Lets take the example of my Small Hybrid Collision Accelerators, using fuzzwork's BPO calculator. "Perfection" used to be 4-3-5 (4 Contaminated Lorentz, 3 Charred Micro and 5 Fried Interface). Post-Crius this went to 4-3-6, an extra Fried Interface. I took me until just a few days ago to grok that the BPOs ME level applies best on a big job. Building ONE HCA, even with an ME 10 BPO will cost 4-3-6, but building ONE HUNDRED will not cost 400-300-600. It will cost 360-270-540, a ten percent discount on material wasted.

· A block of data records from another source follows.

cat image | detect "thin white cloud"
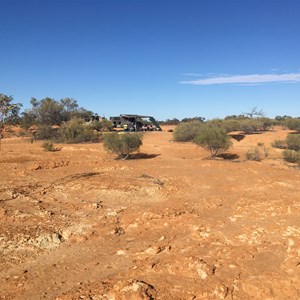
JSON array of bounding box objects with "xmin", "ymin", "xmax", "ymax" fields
[{"xmin": 180, "ymin": 73, "xmax": 300, "ymax": 85}]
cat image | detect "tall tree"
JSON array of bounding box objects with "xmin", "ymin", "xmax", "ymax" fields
[{"xmin": 0, "ymin": 94, "xmax": 22, "ymax": 150}]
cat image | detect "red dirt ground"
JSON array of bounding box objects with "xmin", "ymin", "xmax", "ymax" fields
[{"xmin": 0, "ymin": 128, "xmax": 300, "ymax": 300}]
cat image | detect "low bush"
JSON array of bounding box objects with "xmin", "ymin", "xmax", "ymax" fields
[
  {"xmin": 285, "ymin": 134, "xmax": 300, "ymax": 151},
  {"xmin": 194, "ymin": 125, "xmax": 231, "ymax": 158},
  {"xmin": 42, "ymin": 142, "xmax": 59, "ymax": 152},
  {"xmin": 245, "ymin": 147, "xmax": 269, "ymax": 161},
  {"xmin": 173, "ymin": 121, "xmax": 204, "ymax": 142},
  {"xmin": 272, "ymin": 140, "xmax": 287, "ymax": 149},
  {"xmin": 103, "ymin": 132, "xmax": 142, "ymax": 159},
  {"xmin": 56, "ymin": 118, "xmax": 100, "ymax": 144},
  {"xmin": 32, "ymin": 125, "xmax": 58, "ymax": 140},
  {"xmin": 283, "ymin": 150, "xmax": 300, "ymax": 164},
  {"xmin": 284, "ymin": 118, "xmax": 300, "ymax": 131},
  {"xmin": 240, "ymin": 118, "xmax": 263, "ymax": 134},
  {"xmin": 90, "ymin": 119, "xmax": 114, "ymax": 132}
]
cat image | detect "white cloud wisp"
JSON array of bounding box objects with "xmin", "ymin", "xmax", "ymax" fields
[{"xmin": 180, "ymin": 73, "xmax": 300, "ymax": 85}]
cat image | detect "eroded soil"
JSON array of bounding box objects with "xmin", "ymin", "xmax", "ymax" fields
[{"xmin": 0, "ymin": 129, "xmax": 300, "ymax": 300}]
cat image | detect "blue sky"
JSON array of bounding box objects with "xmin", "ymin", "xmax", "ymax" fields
[{"xmin": 0, "ymin": 0, "xmax": 300, "ymax": 120}]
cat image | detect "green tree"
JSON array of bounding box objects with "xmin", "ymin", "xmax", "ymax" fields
[
  {"xmin": 194, "ymin": 126, "xmax": 231, "ymax": 158},
  {"xmin": 0, "ymin": 94, "xmax": 21, "ymax": 149},
  {"xmin": 103, "ymin": 132, "xmax": 142, "ymax": 160}
]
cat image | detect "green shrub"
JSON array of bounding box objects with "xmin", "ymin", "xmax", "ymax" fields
[
  {"xmin": 240, "ymin": 118, "xmax": 263, "ymax": 134},
  {"xmin": 194, "ymin": 125, "xmax": 231, "ymax": 158},
  {"xmin": 285, "ymin": 134, "xmax": 300, "ymax": 151},
  {"xmin": 272, "ymin": 140, "xmax": 287, "ymax": 149},
  {"xmin": 103, "ymin": 132, "xmax": 142, "ymax": 159},
  {"xmin": 91, "ymin": 119, "xmax": 114, "ymax": 132},
  {"xmin": 221, "ymin": 119, "xmax": 241, "ymax": 132},
  {"xmin": 173, "ymin": 121, "xmax": 203, "ymax": 142},
  {"xmin": 32, "ymin": 125, "xmax": 58, "ymax": 140},
  {"xmin": 56, "ymin": 118, "xmax": 100, "ymax": 144},
  {"xmin": 284, "ymin": 118, "xmax": 300, "ymax": 131},
  {"xmin": 245, "ymin": 147, "xmax": 269, "ymax": 161},
  {"xmin": 283, "ymin": 150, "xmax": 300, "ymax": 164},
  {"xmin": 42, "ymin": 142, "xmax": 59, "ymax": 152}
]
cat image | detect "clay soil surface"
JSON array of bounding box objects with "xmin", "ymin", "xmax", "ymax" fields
[{"xmin": 0, "ymin": 128, "xmax": 300, "ymax": 300}]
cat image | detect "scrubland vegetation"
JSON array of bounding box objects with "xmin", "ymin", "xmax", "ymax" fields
[{"xmin": 0, "ymin": 94, "xmax": 300, "ymax": 163}]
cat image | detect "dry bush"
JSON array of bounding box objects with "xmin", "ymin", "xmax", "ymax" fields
[
  {"xmin": 42, "ymin": 142, "xmax": 60, "ymax": 152},
  {"xmin": 103, "ymin": 132, "xmax": 142, "ymax": 159},
  {"xmin": 194, "ymin": 125, "xmax": 231, "ymax": 158},
  {"xmin": 285, "ymin": 134, "xmax": 300, "ymax": 151},
  {"xmin": 283, "ymin": 150, "xmax": 300, "ymax": 164},
  {"xmin": 284, "ymin": 118, "xmax": 300, "ymax": 131},
  {"xmin": 173, "ymin": 121, "xmax": 204, "ymax": 142},
  {"xmin": 56, "ymin": 118, "xmax": 100, "ymax": 144},
  {"xmin": 272, "ymin": 140, "xmax": 287, "ymax": 149},
  {"xmin": 245, "ymin": 147, "xmax": 269, "ymax": 161}
]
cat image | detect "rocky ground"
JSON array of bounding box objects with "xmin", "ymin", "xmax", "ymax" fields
[{"xmin": 0, "ymin": 129, "xmax": 300, "ymax": 300}]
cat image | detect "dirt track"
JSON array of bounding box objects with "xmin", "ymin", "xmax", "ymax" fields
[{"xmin": 0, "ymin": 129, "xmax": 300, "ymax": 300}]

I've moved almost all my manufacturing out of Jita, since I can make the same items near Fliet for much less cost, then move the output to market with our corporate jump freighter service. I've also started selling BPOs at Jita; there's quite a nice markup on some of them if you find the right ones, and you get to buy them from NPCs, so the supply is limitless.

[Update Oct 2014: I moved a bit of manufacturing back to Jita, for the items that I intend to sell there. Why? The fee is trivial compared with the markup on the items. I can easily buy the needed materials there, build the finished items and sell them for triple what it cost to make, without ever undocking. It's not a huge amount of money, but it's better than leaving the lines unused.]

--

I'm going to finally use my third character slot soon! Yes, I've played for almost a year with just two characters: my main and my Jita trading (and occasional high-sec missioning) alt. My wife had started playing Eve, but it didn't catch on, so I've been using her high-sec Gallente character as a hauler. However, her account will be timing out soon so I'm going to roll up a new hauler, and possible mission runner, and let the other account go to sleep for a while. I've been turning a very nice profit buying certain rat loot items in Essence, then rounding them up into piles, then using public contracts to get them to Jita for sale. I started this right after the Mordu's legion rats were added to low-sec asteroid belts, figuring that the increased traffic would result in a larger flow of valuable rat loot, and it did!

[Update Oct 2014: Still not using the 3rd character slot! I use public contracts to move my piles of purchased rat-loot into bigger piles, then on to Jita for sale. If I had more time to play, I'd make another PI character, but I don't...there's barely enough play time to make use of the two I have now.]